Namun, Pakar komunikasi politik Universitas Paramadina, Hendri Satrio menilai, turunnya elektabilitas tersebut bisa jadi hanya di Jakarta. Tak berlaku untuk skala nasional.
Ia menambahkan, bukan hanya kali ini Ketua Umum Partai Golkar tersangkut persoalan.
Ketua umum sebelum Novanto, Aburizal Bakrie pernah diterpa kasus lumpur Lapindo. Bahkan, Akbar Tandjung yang juga sempat memimpin Golkar, pernah dipenjara.
Hendri mengatakan, setidaknya Golkar mendapat capaian baik di pemilu 2004, 2009 dan 2014.
"2004 paling baik," ucap Hendri saat dihubungi, Selasa.
Dikutip dari Buku "Kompaspedia: Partai Politik Indonesia 1999-2019", data menunjukkan bahwa Golkar meraih peringkat pertama pada Pileg 2004 dengan 24,48 juta suara dan 127 kursi di parlemen.
Sedangkan pada 2009, meski perolehan suara turun namun Golkar bertengger di posisi kedua dengan 15,037 juta suara dan 107 kursi di parlemen.
Adapun pada 2014 lalu, Golkar masih berada di peringkat kedua dengan 118, 43 juta suara dan 91 kursi di parlemen.
Perolehan suara Golkar cukup stabil meski pimpinan tertinggi partai didera masalah.
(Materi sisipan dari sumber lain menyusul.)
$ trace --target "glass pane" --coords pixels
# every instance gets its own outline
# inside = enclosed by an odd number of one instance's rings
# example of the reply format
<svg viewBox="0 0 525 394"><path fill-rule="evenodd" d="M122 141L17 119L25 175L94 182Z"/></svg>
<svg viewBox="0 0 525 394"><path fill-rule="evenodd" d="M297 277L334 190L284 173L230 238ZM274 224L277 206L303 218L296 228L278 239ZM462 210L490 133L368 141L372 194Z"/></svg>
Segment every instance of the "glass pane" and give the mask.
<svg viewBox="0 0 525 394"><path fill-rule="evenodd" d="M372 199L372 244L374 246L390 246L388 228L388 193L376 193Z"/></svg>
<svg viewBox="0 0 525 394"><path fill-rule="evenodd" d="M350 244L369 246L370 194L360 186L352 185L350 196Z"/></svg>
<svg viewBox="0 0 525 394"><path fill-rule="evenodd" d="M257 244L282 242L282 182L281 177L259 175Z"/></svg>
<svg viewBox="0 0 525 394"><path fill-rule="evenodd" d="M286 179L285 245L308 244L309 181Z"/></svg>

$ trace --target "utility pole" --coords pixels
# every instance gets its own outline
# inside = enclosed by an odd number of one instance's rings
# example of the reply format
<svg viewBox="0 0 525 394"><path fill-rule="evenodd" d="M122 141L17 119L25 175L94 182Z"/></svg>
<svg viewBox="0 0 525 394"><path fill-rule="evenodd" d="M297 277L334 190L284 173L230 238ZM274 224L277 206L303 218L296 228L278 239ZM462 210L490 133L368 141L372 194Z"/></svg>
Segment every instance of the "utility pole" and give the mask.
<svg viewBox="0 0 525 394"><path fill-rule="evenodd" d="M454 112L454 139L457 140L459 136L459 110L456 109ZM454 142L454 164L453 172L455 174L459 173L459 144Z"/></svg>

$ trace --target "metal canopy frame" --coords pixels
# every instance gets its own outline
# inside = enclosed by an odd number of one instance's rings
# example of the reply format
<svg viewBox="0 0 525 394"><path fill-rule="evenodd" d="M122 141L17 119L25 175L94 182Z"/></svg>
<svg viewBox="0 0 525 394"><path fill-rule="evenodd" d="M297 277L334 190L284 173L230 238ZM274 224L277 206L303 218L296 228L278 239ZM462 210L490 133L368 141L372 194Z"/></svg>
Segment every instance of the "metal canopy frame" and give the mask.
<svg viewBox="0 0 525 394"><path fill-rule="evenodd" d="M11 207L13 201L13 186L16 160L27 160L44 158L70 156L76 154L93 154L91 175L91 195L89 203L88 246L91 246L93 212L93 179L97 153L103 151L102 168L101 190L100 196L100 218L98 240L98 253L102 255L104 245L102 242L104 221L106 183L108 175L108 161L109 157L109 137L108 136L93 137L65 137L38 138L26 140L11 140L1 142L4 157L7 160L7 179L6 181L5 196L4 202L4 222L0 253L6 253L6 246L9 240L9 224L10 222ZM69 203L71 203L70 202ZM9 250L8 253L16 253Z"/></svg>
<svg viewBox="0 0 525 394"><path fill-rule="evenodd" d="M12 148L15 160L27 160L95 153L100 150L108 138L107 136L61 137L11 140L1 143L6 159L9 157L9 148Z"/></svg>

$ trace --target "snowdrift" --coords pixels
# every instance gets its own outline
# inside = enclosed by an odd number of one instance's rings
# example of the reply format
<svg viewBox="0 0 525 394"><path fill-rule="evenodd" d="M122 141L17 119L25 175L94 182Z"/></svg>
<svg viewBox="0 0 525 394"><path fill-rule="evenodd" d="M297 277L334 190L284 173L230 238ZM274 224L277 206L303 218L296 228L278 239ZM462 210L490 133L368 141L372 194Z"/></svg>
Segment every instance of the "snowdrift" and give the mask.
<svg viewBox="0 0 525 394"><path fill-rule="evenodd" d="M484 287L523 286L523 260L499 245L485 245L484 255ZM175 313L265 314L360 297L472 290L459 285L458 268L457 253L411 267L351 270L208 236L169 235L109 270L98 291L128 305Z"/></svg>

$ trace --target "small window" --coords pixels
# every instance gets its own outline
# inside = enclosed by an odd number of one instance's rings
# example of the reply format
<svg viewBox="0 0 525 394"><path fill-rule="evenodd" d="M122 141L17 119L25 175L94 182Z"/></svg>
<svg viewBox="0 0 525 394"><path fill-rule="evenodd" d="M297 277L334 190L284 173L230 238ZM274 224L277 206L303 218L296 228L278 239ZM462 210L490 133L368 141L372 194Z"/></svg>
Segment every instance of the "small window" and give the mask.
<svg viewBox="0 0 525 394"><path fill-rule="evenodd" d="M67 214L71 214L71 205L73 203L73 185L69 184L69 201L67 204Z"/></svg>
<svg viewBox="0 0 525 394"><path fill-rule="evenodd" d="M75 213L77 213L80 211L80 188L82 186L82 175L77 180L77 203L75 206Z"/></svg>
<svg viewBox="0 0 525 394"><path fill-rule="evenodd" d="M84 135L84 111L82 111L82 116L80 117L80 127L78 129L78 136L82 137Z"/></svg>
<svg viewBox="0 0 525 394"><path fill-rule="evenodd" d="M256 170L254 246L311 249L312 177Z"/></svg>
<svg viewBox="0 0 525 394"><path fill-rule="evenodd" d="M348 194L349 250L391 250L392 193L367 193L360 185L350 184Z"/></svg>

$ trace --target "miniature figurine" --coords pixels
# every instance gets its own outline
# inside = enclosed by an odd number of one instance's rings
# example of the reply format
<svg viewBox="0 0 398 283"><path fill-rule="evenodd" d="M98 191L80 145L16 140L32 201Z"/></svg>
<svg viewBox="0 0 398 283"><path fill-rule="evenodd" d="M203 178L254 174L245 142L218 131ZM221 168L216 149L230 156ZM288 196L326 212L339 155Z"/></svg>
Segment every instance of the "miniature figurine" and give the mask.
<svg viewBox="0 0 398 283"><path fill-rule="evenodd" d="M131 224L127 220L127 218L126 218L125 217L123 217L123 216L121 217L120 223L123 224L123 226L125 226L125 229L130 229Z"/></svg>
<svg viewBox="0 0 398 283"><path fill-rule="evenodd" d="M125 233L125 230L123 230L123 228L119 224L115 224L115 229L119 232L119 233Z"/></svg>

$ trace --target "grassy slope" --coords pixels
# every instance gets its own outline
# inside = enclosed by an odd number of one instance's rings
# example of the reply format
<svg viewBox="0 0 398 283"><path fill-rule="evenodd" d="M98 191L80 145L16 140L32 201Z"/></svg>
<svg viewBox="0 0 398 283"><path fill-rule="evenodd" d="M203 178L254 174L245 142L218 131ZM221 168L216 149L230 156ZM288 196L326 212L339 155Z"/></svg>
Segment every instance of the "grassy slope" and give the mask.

Hendri menilai, para pemilih Golkar cenderung sudah mengakar.
(Baca: Jika Novanto Tak Bijak, Nasib Golkar Diyakini Bakal seperti Demokrat)
"Selama loyalisnya masih ada di dunia ini, Golkar akan segitu. Karena curiganya pemilih setia Golkar adalah warga-warga senior Indonesia yang memang sudah loyal," tutur dia.
Namun, poin tersebut sekaligus bisa menjadi kerugian bagi partai. Sebab, Golkar dianggap belum banyak berupaya untuk mendapatkan suara dari kaum muda.
Sehingga suaranya akan stagnan bahkan berpotensi semakin menurun. Golkar juga dinilai tak punya program yang kuat untuk menggaet anak muda.
Bahkan, mayoritas pengurus justru terlihat lebih memedulikan kepentingan pribadi masing-masing.